# Building a Logistic Regression
Create a logistic regression based on the bank data provided.

The data is based on the marketing campaign efforts of a Portuguese banking institution. The classification goal is to predict if the client will subscribe a term deposit (variable y).

Note that the first column of the dataset is the index.

# Import the relevant libraries

In [None]:
import numpy as np
import pandas as pd
import matplotlib.pyplot as plt
import seaborn as sns
import statsmodels.api as sm
sns.set()

from scipy import stats
stats.chisqprob = lambda chisq, df: stats.chi2.sf(chisq, df)

# Loading The DataSets

In [None]:
df = pd.read_csv("Example_bank_data.csv")
df.head()

We want to know whether the bank marketing strategy was successful, so we need to transform the outcome variable into 0s and 1s in order to perform a logistic regression.

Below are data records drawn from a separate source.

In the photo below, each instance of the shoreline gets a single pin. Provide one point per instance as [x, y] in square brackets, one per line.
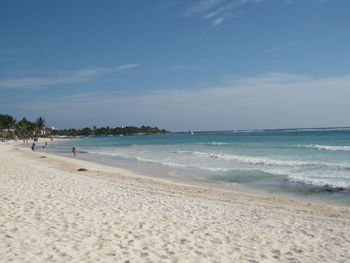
[159, 174]
[112, 214]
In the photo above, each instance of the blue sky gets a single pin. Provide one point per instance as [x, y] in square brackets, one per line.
[201, 65]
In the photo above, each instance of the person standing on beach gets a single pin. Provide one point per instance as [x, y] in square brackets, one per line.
[74, 151]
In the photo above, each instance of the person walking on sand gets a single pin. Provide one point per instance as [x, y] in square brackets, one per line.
[74, 151]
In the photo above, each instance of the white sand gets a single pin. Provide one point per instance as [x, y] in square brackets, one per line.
[49, 212]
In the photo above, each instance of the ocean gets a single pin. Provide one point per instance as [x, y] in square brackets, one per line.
[303, 163]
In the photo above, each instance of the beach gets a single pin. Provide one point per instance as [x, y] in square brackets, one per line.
[51, 212]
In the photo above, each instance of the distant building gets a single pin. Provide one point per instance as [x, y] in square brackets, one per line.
[5, 132]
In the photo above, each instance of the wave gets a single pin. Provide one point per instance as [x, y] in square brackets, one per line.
[215, 143]
[324, 147]
[325, 183]
[264, 161]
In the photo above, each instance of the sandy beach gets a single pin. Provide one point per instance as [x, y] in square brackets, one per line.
[51, 212]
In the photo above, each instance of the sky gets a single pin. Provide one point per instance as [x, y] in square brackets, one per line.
[176, 64]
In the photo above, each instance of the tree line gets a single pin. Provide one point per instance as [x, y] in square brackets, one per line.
[10, 128]
[22, 128]
[107, 131]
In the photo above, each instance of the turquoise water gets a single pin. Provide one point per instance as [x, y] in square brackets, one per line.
[311, 163]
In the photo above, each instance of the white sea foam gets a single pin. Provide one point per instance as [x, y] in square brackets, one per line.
[215, 143]
[325, 147]
[335, 183]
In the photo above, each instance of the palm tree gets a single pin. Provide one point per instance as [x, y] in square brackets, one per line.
[40, 124]
[10, 122]
[23, 127]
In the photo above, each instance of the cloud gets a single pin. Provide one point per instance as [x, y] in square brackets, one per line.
[202, 6]
[218, 21]
[80, 76]
[7, 52]
[216, 9]
[272, 100]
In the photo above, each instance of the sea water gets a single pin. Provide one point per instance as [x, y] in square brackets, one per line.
[307, 163]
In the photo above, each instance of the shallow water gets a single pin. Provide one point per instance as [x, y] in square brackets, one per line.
[312, 163]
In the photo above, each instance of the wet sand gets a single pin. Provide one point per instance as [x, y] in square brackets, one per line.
[51, 212]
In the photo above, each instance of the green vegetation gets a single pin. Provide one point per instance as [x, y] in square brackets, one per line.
[10, 128]
[105, 131]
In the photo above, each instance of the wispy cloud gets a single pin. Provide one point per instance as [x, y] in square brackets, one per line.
[272, 100]
[7, 52]
[80, 76]
[202, 6]
[217, 10]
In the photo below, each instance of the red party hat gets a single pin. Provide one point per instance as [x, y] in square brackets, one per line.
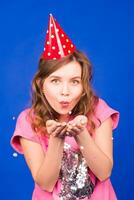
[57, 44]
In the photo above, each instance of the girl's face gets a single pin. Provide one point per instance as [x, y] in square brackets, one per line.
[63, 88]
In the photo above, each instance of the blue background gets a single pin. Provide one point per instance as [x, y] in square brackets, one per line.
[104, 31]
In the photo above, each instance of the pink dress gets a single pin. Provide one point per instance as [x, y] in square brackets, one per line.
[103, 189]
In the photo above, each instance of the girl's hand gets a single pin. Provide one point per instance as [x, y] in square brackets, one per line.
[77, 125]
[56, 129]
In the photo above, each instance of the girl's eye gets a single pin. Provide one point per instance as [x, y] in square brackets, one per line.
[75, 82]
[55, 81]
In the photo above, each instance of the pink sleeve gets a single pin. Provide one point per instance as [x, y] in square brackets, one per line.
[104, 111]
[23, 129]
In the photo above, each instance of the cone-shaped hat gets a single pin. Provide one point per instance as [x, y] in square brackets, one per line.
[57, 43]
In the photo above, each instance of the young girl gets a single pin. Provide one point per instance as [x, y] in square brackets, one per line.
[66, 135]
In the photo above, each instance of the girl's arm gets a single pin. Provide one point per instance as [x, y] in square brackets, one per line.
[98, 152]
[45, 167]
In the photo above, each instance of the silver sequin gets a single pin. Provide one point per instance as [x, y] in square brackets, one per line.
[75, 180]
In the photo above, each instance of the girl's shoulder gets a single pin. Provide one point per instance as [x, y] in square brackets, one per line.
[103, 111]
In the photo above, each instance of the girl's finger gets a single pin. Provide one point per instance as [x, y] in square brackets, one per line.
[58, 130]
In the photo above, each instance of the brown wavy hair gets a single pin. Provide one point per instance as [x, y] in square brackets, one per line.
[41, 110]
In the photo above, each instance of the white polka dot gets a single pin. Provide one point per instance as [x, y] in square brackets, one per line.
[15, 154]
[81, 147]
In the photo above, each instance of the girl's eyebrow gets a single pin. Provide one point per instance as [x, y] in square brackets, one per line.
[52, 76]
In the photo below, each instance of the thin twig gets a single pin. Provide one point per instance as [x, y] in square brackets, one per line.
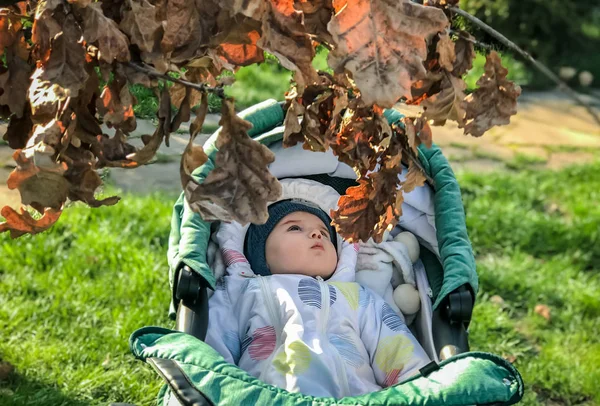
[415, 161]
[471, 40]
[219, 91]
[542, 68]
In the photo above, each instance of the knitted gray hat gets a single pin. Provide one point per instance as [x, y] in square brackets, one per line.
[256, 236]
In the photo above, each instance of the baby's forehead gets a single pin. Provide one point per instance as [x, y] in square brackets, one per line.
[300, 217]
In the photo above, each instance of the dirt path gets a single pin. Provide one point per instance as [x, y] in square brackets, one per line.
[548, 132]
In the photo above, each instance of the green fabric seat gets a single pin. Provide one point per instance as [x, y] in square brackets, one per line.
[189, 237]
[197, 375]
[466, 379]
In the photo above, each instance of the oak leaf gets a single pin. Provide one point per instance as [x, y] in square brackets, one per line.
[194, 156]
[66, 65]
[183, 20]
[465, 53]
[84, 181]
[285, 36]
[112, 43]
[382, 43]
[368, 210]
[21, 222]
[448, 103]
[115, 104]
[115, 148]
[446, 52]
[493, 102]
[14, 82]
[140, 24]
[356, 144]
[356, 216]
[19, 130]
[39, 178]
[292, 134]
[240, 185]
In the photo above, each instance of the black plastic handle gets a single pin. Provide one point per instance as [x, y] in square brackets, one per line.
[192, 311]
[450, 322]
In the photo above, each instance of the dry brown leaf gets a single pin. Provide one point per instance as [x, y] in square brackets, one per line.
[183, 114]
[200, 112]
[14, 82]
[356, 216]
[440, 3]
[112, 43]
[445, 50]
[194, 156]
[45, 98]
[414, 178]
[448, 103]
[317, 14]
[183, 20]
[243, 54]
[359, 135]
[368, 210]
[164, 113]
[140, 24]
[20, 223]
[144, 155]
[254, 9]
[19, 130]
[115, 148]
[66, 65]
[383, 45]
[39, 178]
[543, 310]
[494, 101]
[115, 104]
[240, 185]
[292, 133]
[236, 42]
[84, 181]
[8, 34]
[465, 53]
[284, 35]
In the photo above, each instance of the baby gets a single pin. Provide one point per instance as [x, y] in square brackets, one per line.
[289, 312]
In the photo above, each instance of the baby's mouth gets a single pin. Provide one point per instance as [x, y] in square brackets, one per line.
[318, 246]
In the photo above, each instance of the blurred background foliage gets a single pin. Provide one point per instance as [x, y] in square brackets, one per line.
[557, 33]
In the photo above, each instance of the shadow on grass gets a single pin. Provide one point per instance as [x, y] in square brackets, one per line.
[17, 390]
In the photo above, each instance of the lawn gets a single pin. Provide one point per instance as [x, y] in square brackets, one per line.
[69, 298]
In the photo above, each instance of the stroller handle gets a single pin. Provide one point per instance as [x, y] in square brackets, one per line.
[190, 291]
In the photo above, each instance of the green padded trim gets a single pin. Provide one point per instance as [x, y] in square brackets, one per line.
[469, 378]
[451, 229]
[434, 271]
[188, 240]
[189, 237]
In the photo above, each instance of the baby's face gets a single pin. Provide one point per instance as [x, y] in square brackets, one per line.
[300, 244]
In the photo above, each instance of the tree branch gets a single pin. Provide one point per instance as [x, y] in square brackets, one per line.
[219, 91]
[542, 68]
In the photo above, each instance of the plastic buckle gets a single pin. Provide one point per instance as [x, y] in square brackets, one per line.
[189, 284]
[460, 306]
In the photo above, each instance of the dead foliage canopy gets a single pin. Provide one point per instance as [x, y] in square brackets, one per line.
[70, 72]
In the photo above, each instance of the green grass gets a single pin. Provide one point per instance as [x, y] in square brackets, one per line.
[70, 297]
[537, 240]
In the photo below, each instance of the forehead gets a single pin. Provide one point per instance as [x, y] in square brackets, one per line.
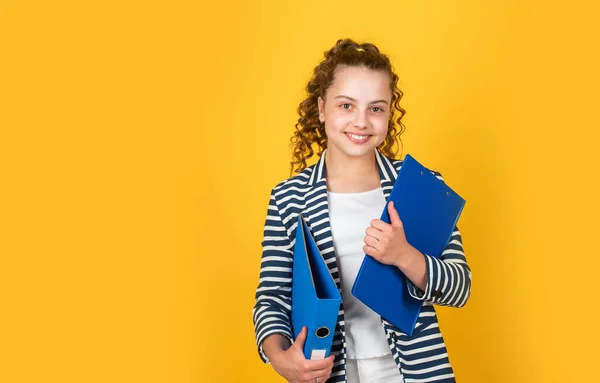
[360, 83]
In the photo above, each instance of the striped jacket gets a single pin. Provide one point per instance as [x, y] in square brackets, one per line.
[421, 357]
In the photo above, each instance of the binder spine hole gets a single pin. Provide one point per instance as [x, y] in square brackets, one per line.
[322, 332]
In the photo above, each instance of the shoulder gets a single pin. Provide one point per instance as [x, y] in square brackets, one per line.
[294, 186]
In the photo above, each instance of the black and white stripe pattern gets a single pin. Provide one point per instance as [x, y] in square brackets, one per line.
[421, 357]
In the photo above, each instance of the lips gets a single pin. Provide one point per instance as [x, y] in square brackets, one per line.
[358, 138]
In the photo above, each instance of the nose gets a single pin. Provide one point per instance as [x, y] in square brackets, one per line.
[360, 119]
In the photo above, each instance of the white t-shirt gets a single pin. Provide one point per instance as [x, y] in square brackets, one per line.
[350, 215]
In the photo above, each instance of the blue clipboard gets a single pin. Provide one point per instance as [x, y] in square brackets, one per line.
[315, 297]
[429, 210]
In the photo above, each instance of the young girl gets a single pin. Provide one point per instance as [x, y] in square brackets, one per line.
[353, 115]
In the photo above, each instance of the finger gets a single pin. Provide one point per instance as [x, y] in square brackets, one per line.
[321, 374]
[394, 217]
[299, 343]
[371, 231]
[320, 365]
[370, 241]
[369, 250]
[379, 225]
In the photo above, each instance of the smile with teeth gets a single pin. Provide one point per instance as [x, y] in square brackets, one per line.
[358, 138]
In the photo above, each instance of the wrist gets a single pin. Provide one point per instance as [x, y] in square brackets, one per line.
[408, 257]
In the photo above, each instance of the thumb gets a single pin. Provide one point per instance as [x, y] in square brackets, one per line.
[394, 217]
[299, 342]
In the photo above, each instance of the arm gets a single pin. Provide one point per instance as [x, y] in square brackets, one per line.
[272, 311]
[448, 279]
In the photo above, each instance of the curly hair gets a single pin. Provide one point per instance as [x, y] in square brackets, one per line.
[310, 131]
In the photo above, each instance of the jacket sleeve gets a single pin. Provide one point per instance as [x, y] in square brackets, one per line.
[272, 311]
[449, 277]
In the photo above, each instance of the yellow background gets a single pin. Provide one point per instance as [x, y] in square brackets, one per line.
[140, 140]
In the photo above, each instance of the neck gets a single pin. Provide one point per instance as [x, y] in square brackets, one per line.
[349, 167]
[355, 174]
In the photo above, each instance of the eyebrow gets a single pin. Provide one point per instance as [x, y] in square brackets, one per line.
[351, 99]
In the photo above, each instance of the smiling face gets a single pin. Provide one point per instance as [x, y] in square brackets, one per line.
[356, 111]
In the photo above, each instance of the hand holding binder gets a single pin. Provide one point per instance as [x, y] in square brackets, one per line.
[429, 210]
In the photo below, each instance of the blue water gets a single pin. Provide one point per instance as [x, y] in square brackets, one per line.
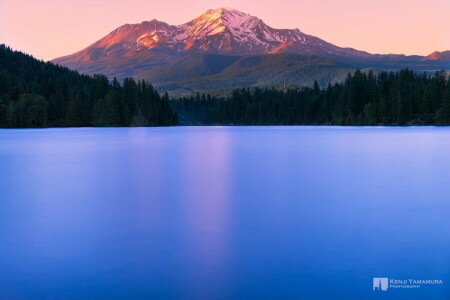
[223, 212]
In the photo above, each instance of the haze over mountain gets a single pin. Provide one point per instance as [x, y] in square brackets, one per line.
[160, 52]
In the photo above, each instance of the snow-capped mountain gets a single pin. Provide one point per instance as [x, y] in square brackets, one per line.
[220, 31]
[153, 47]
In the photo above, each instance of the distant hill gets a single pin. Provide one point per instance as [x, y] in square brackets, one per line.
[34, 93]
[202, 49]
[206, 72]
[439, 56]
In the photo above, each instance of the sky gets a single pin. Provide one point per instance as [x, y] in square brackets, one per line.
[52, 28]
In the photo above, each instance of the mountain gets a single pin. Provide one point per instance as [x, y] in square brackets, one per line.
[34, 93]
[152, 50]
[203, 72]
[439, 56]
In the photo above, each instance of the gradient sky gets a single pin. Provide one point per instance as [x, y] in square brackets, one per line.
[51, 28]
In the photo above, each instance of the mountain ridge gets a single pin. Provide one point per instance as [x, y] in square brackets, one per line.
[133, 50]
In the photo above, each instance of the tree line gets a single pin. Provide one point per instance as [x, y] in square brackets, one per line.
[385, 98]
[34, 93]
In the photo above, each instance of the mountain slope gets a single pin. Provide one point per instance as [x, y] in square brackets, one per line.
[439, 56]
[163, 53]
[246, 71]
[130, 49]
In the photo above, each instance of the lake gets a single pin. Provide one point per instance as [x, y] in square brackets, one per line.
[224, 212]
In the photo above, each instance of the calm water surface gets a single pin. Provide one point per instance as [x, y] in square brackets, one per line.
[223, 213]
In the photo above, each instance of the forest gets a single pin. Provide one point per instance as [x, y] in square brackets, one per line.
[385, 98]
[34, 93]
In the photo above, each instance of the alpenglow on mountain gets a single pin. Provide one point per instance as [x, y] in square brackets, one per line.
[217, 47]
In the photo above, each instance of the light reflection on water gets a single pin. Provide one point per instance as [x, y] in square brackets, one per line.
[223, 212]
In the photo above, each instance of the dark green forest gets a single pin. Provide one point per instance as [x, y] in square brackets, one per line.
[402, 98]
[34, 93]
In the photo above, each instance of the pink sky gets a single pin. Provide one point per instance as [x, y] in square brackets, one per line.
[51, 28]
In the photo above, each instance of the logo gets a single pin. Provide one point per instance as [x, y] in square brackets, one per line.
[383, 284]
[380, 284]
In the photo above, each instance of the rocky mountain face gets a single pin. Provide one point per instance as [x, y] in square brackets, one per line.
[140, 49]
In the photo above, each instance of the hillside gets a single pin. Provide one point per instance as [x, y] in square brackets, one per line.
[193, 55]
[34, 93]
[206, 72]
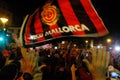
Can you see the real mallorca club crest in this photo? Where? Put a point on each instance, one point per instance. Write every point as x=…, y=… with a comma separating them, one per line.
x=50, y=14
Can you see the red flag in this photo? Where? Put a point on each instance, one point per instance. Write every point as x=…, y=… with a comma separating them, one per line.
x=61, y=18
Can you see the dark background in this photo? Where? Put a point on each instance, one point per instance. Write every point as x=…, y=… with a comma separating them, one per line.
x=108, y=10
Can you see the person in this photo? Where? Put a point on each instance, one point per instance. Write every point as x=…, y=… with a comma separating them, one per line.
x=98, y=66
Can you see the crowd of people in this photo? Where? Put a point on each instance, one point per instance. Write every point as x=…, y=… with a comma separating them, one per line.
x=20, y=63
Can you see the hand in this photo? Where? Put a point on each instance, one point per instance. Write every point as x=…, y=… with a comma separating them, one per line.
x=29, y=60
x=99, y=64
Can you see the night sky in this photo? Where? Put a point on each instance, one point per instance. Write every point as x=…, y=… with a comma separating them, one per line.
x=108, y=10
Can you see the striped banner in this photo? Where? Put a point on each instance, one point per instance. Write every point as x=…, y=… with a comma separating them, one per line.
x=61, y=18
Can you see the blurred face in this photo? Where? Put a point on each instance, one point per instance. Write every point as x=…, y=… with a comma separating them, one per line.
x=74, y=52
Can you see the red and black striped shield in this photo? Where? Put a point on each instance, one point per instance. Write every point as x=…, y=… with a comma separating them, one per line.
x=61, y=18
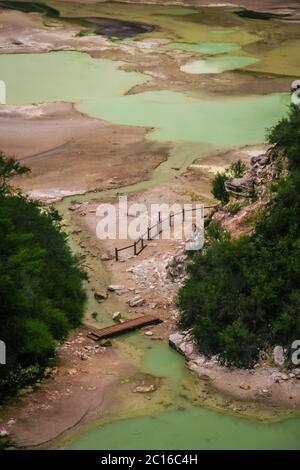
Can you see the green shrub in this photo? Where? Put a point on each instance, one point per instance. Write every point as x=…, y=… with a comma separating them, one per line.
x=243, y=296
x=41, y=289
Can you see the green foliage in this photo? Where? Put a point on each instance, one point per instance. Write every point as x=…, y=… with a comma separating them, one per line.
x=243, y=296
x=218, y=187
x=233, y=208
x=40, y=281
x=236, y=170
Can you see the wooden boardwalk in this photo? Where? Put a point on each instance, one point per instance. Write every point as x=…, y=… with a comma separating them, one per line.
x=129, y=325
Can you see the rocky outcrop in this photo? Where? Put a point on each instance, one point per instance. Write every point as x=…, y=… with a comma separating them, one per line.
x=136, y=301
x=278, y=356
x=242, y=187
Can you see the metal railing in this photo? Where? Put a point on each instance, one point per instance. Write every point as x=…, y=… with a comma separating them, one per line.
x=155, y=230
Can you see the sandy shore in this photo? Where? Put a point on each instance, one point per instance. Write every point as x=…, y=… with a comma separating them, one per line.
x=70, y=153
x=80, y=388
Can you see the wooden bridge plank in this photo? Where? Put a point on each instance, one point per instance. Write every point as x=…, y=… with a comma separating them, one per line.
x=97, y=334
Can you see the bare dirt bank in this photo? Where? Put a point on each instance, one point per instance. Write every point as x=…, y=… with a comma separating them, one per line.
x=70, y=153
x=79, y=389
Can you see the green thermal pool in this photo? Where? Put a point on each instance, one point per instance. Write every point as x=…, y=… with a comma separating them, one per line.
x=217, y=64
x=97, y=87
x=192, y=428
x=207, y=48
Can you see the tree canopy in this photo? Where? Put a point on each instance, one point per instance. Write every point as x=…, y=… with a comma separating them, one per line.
x=41, y=289
x=242, y=296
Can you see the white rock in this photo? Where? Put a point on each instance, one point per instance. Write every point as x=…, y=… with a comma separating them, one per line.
x=116, y=316
x=115, y=287
x=3, y=432
x=278, y=355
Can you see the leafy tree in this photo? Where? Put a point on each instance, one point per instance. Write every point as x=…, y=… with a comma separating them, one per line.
x=41, y=289
x=243, y=296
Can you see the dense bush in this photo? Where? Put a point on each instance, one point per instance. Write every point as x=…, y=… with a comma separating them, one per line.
x=236, y=170
x=243, y=296
x=40, y=282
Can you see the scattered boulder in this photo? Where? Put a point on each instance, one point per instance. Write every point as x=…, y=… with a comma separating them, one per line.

We make sure to create a copy of the data before we start altering itNote that we don't change the original data we loaded.

In [None]:
data = df.copy()

In the Given dataset Unnamed:0 is not used so we drop

In [None]:
data = data.drop(['Unnamed: 0'], axis = 1)
data.head()

We use the map function to change any 'yes' values to 1 and 'no' values to 0. 

In [None]:
data['y'] = data['y'].map({'yes':1, 'no':0})
data.head()

# Check the descriptive statistics

In [None]:
data.describe()

# Declare The Dependent Variable And Independent

In [None]:
y = data['y']
x1 = data['duration']

# Simple Logistic Regression
Run the regression and visualize it on a scatter plot (no need to plot the line).

In [None]:
x = sm.add_constant(x1)
reg_log = sm.Logit(y,x)
results_log = reg_log.fit()
results_log.summary()

# Plot The Scatter Plot

In [None]:
plt.scatter(x1,y,color = 'C1')
plt.title("Duration Vs Subsription",fontsize = 20)
plt.xlabel('Duration', fontsize = 20)
plt.ylabel('Subscription', fontsize = 20)
plt.show()

In [None]:
np.set_printoptions(formatter={'float': lambda x: "{0:0.2f}".format(x)})

In [None]:
results_log.predict()

In the given column the answers are 'Yes' and 'No' and after we mapping to '0' and '1' so the predicted values will in '0'th column and '1'st column

In [None]:
np.array(data['y'])
results_log.pred_table()

In last line we predict the values so now we have to calculate the actual value

In [None]:
cm_df = pd.DataFrame(results_log.pred_table())
cm_df.columns = ['Predicted 0','Predicted 1']
cm_df = cm_df.rename(index={0: 'Actual 0',1:'Actual 1'})
cm_df

# Test The Accuracy

In [None]:
cm = np.array(cm_df)
accuracy_train = (cm[0,0]+cm[1,1])/cm.sum()
accuracy_train

# Conclusion :-
                        In Logistic Regression after the prediction the output will be yes and no so the given the dataset we can analyse how many peoples are in yes category and no category and that we will find by duration i.e the duration is dependendent on y column.